Dan bukan berarti pula bahwa ijtihad Umar tanpa sandaran nash. Allah sendiri memerintah untuk tidak menjerumuskan diri kita pada kebinasaan, diperbolehkannya memakan bangkai bila sangat terpaksa, juga riwayat shahih dari Makhul yang menjelaskan sabda Rasul saw. “Tak ada potong (tangan) di musim paceklik yang sangat”.
MENIKAHI AHLI KITAB PEREMPUAN (KITABIYAT)
Pada hari ini dihalalkan bagimu yang baik-baik. Makanan (sembelihan) orang-orang yang diberikan Al-Kitab itu halal bagimu, dan makanan kamu halal pula bagi mereka. (Dan dihalalkan mengawini) wanita-wanita yang menjaga kehormatan di antara orang-orang yang diberi Al-Kitab sebelum kamu, bila kamu telah membayar mas kawin mereka dengan maksud menikahinya, tidak dengan maksud berzina dan tidak (pula) menjadikan gundik-gundik…” (QS. 5:5)
Secara jelas Allah membolehkan laki-laki menikahi perempuan ahli kitab (yang menjaga kehormatan). Namun, Umar melarangnya dengan memperhatikan kemaslahan sosial umat Islam.
Bila kita teliti dengan seksama sesungguhnya beliau berpendapat bahwa menikahikitabyat adalah halal. Hanya saja dalam kondisi khusus beliau menyatakan, “sesungguhnya perempuan-perempuan asing itu memperdayakan dan melenakan”. Hal itu tak lain beliau ungkapkan untuk menjaga stabilitas kaum muslimin dan eksistensi psikologis dan keseimbangan sosial mereka. Atau dalam bahasa ushul fikih kita kenal dengan tindakan prefentif berupa sadz dzara’i. Mencegah keterlenaan yang membuai kaum muslimin.
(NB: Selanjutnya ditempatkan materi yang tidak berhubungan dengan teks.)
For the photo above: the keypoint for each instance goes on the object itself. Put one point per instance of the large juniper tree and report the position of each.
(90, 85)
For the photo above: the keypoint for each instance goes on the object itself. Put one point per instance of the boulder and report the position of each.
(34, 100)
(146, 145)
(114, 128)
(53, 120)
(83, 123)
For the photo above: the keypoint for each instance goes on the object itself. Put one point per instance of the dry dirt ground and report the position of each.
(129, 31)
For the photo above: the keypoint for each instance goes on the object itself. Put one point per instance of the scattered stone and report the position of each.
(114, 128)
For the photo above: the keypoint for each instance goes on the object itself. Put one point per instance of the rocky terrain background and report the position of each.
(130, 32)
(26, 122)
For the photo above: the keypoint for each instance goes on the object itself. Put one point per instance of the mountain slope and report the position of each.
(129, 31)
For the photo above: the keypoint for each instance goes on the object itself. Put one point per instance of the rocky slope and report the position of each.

Apalagi terhadap masalah serius seperti pernikahan. Memang benar diantara perempuan itu ada kitabiyat. Lalu, apakah sudah tak ada seorang muslimah pun yang membuat kita tertarik untuk menikahinya. Dan diantara muslimah tersebut ada berbagai sifat dan karakter yang membuat seorang laki-laki harus memilih “selera” tertentu sesuai dengan kufu’ dan kecondongan hatinya.
Terlepas dari hal itu, apakah dengan kondisi seperti saat ini kita masih bisa mencari. Masih adakah orang-orang yang disebut dengan Ahli Kitab? Sebuah permasalahan yang masih saja mengundang perdebatan dalam wacana fikih kontemporer. Jika jawabannya ya, sifat “yang menjaga kehormatan” itu sendiri memiliki penafsiran yang lebih serius.
Kebolehan nikah ini sendiri bukan berarti menduduki peringkat kebolehan yang besar. Namun lebih pada skala prioritas. Apalagi untuk urusan serius dalam hidup seorang mukmin yang telah lama membina dirinya untuk mencari pasangan hidup yang diharapkan mampu melanjutkan obsesi hidup bersama dan mewujudkan masyarakat madani yang beriman pada Allah. Urusan serius itu adalah pernikahan.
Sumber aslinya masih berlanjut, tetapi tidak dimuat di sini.